MaiKhanda’s Director of programs, Edward Moses, thanked the audience for taking part in combating teenager pregnancies. He further highlighted that young people have a task to make a right decisions pertaining to their health and their future. As sole partner in MNH and SRH in the area, MaiKhanda will continue to render support for youth activities till they reach their goals. He recommended that youth should realize that they have a responsibility to prevent early pregnancies, Moses said youth should refrain from being forced to do things they don’t want example early marriage. He continued by saying that poverty should not be an excuse for indulging into unprecedented behavior.  He asked the youth to make use of the open day to access the health services which were being showcased like contraceptive methods to reduce the challenge of teenage pregnancies. 

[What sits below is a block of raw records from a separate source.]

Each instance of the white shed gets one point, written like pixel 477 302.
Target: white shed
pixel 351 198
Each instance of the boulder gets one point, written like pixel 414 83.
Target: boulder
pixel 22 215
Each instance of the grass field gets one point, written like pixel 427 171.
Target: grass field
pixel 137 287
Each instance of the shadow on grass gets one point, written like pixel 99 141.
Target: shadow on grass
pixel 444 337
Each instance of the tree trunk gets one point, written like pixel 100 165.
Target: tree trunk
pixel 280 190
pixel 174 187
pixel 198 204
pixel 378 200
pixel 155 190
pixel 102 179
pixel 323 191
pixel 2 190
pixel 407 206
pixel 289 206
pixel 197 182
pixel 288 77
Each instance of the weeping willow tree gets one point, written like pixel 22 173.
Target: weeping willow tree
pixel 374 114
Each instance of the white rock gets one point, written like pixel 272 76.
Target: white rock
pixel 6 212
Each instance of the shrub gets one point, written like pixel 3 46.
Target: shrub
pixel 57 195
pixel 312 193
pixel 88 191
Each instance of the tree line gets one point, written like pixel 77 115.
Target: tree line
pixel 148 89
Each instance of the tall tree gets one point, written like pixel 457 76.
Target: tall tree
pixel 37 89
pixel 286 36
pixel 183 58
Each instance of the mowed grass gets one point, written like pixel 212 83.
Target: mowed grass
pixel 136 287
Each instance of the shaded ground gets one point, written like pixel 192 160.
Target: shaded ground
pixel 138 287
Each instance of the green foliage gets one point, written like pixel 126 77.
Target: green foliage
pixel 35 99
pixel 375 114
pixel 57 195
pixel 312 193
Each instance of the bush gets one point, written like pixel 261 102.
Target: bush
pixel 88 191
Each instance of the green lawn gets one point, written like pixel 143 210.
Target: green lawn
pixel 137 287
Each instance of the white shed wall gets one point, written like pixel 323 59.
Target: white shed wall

People in the community were instructed to report to the district council any act against the youth. The remarks were made by the Director of Administration for Balaka district council Mr. Darwin Mngoli. At the event he was representing the District Commissioner. He also requested the chiefs to support the youth in their endeavors to combat spread of teenage pregnancies.

 

The guest of honour Mrs. Linda Mwapasa, the Balaka District Council chair person, put to caution girls as they as accessing contraceptives they should also be aware of sexually transimited infetions and means of preventing such. She requested the health care providers to advise the youth whenever they are choosing contraceptive methods because some of the methods will protect them from pregnancy only while some methods will also protect them from contracting STIs. Mwapasa demanded parents to allow the youth access the contraceptive methods. In responding to the concern raised by the youth, the guest of honour asked the Councillor of the area to assist the youth with income generating activities. She appealed  to the Councillor and implementing partners to revamp youth centers with different equipments that can keep the youth busy. She also asked the youth to take the message the good messages from youth clubs and at the open day to their friends in the villages. On her final remarks she emphasized that young people need motivation such as employment and good education, youth must be given school bursaries for them to accomplish education. Thanked MaiKhanda Trust for organizing such an event which elevated public awareness on issues affecting the community.

PAVILIONS

Two pavilions were raised at the event, one from Baylor and the other from Balaka district hospital family planning department.  These pavilions showcased different contraceptive methods, HIV test kits and drugs for PEP. In addition, approximately 50 youth members accessed the contraceptive methods during and after the event.  

The event was spiced by placards that displaced various messages addressing the challenges of the youth.

 

T shirt, banner, Placards and pavilion graced the ceremony. A young musician. Malamba, was also there to act as a crowd puller for the youth. Football bonanza at the end of activity also spiced up the event.